Make sets the size limits based on your organization plan. Check the Make pricing breakdown or read more about the scenario settings.

Number of consecutive errors

This setting allows you to set how many times in a row the scenario can finish with an error and still keep being scheduled by Make for subsequent runs. When the scenario finishes with an error the specified number of times in a row, Make disables the scenario.

To access the setting of the number of consecutive errors, switch the advanced settings toggle in scenario settings. The default number of consecutive errors is 3.

The number of consecutive errors doesn't apply:

  • When the scenario is triggered with an instant trigger (webhook). Make disables instantly triggered scenarios immediately if an error happens.

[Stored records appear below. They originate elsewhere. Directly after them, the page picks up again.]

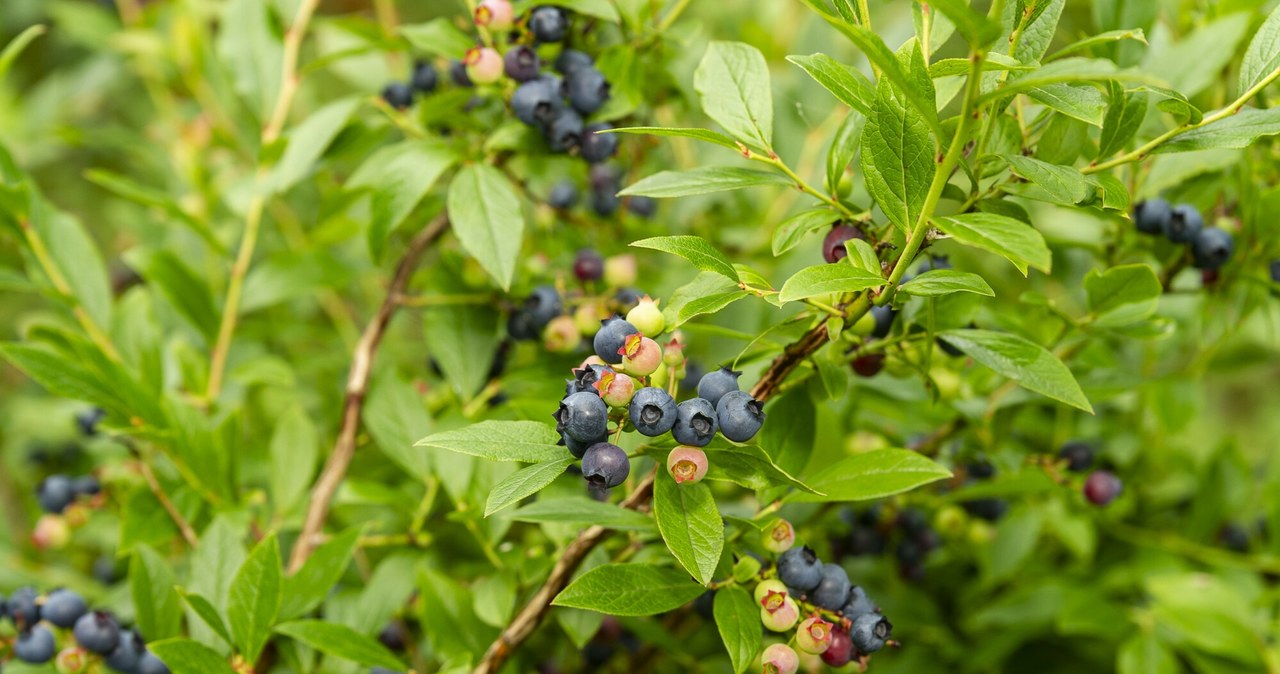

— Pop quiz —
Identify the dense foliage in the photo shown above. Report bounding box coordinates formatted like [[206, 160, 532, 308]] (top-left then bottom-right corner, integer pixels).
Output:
[[0, 0, 1280, 674]]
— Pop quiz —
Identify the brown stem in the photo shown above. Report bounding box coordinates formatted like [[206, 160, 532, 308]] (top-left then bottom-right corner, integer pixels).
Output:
[[289, 214, 449, 573]]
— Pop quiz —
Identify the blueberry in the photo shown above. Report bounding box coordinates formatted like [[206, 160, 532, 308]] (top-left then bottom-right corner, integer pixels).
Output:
[[72, 611, 120, 655], [581, 124, 618, 164], [502, 45, 543, 82], [1057, 440, 1093, 473], [525, 285, 564, 333], [134, 651, 169, 674], [627, 197, 658, 219], [1133, 200, 1172, 234], [849, 613, 893, 654], [671, 398, 719, 446], [778, 545, 823, 593], [840, 586, 878, 619], [40, 590, 88, 628], [591, 316, 639, 364], [631, 386, 677, 437], [5, 587, 40, 631], [573, 248, 604, 281], [703, 391, 764, 443], [582, 443, 631, 489], [1165, 203, 1204, 243], [545, 107, 582, 152], [556, 49, 595, 75], [383, 82, 413, 110], [822, 223, 867, 262], [105, 629, 146, 674], [511, 78, 564, 128], [564, 68, 609, 115], [698, 366, 742, 405], [810, 564, 851, 611], [1192, 228, 1235, 270], [529, 5, 568, 42], [410, 61, 440, 93], [13, 625, 58, 665], [36, 474, 76, 515], [547, 180, 577, 211], [553, 391, 609, 443]]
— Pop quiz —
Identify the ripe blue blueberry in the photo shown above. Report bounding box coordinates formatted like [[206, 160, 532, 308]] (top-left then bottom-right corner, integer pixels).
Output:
[[1165, 203, 1204, 243], [591, 316, 639, 364], [1192, 228, 1235, 269], [849, 613, 893, 654], [671, 398, 719, 446], [703, 391, 764, 443], [502, 45, 543, 82], [581, 124, 618, 164], [105, 629, 146, 674], [383, 82, 413, 110], [698, 367, 742, 405], [1133, 200, 1174, 234], [556, 49, 595, 75], [564, 68, 609, 115], [582, 443, 631, 489], [778, 545, 823, 593], [13, 625, 58, 665], [810, 563, 851, 611], [631, 386, 677, 437], [511, 78, 564, 128], [545, 107, 582, 152], [410, 61, 440, 93], [552, 391, 609, 443], [72, 611, 120, 655], [529, 5, 568, 42], [40, 590, 88, 629]]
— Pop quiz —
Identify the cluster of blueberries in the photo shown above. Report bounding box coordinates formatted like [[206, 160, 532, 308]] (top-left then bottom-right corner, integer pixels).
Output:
[[755, 546, 893, 674], [1133, 200, 1235, 271], [0, 587, 169, 674]]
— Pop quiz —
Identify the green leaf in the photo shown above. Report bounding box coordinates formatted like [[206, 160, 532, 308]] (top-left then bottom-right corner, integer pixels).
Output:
[[712, 586, 764, 674], [270, 405, 320, 513], [653, 474, 724, 584], [938, 330, 1093, 414], [694, 42, 773, 151], [933, 214, 1053, 276], [599, 127, 741, 151], [484, 457, 577, 517], [147, 638, 236, 674], [280, 527, 360, 620], [502, 496, 654, 531], [899, 269, 996, 297], [347, 141, 455, 260], [863, 38, 936, 231], [399, 17, 476, 59], [631, 235, 737, 283], [129, 545, 182, 639], [1000, 155, 1089, 203], [618, 166, 792, 198], [786, 449, 951, 503], [778, 262, 884, 302], [1152, 107, 1280, 155], [227, 536, 282, 662], [413, 421, 568, 463], [773, 208, 840, 256], [275, 620, 404, 671], [1239, 6, 1280, 95], [552, 564, 707, 615], [449, 164, 525, 290], [787, 52, 876, 115], [1084, 265, 1164, 326]]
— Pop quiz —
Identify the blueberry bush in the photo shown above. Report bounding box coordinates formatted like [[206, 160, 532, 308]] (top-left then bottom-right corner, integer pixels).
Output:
[[0, 0, 1280, 674]]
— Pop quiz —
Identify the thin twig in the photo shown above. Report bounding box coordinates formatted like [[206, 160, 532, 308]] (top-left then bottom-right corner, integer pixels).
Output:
[[289, 214, 449, 573]]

  • When an error happens with one of the following types:

    • AccountValidationError

    • OperationsLimitExceededError

    • DataSizeLimitExceededError

    Make disables the scenario scheduling immediately after the error happens.

  • When an error with one of the following types happens on the first module in the scenario:

    • DataError

    • MaxFileSizeLimitExceededError

    Make disables the scenario scheduling immediately after the error happens.

  • When you get a warning. If a scenario finishes with a warning, Make will keep scheduling subsequent scenario runs.


Enable this option to commit changes right after they happen. For example, when a user triggers a scenario that updates their details.

If you disable this option, Make commits the changes after all modules finish successfully.

The setting affects only modules that support transactions. The modules supporting transactions are labeled with the "ACID" tag. They use a database app most of the time, like the Data Store or MySQL apps.

The modules that don't support transactions make changes immediately and don't provide the rollback functionality.

You can read more about the auto-commit option in the scenario settings article.

Commit trigger last

Enable this option to commit changes made by the first module in the scenario last. Otherwise, Make commits the changes in the same order as they happen.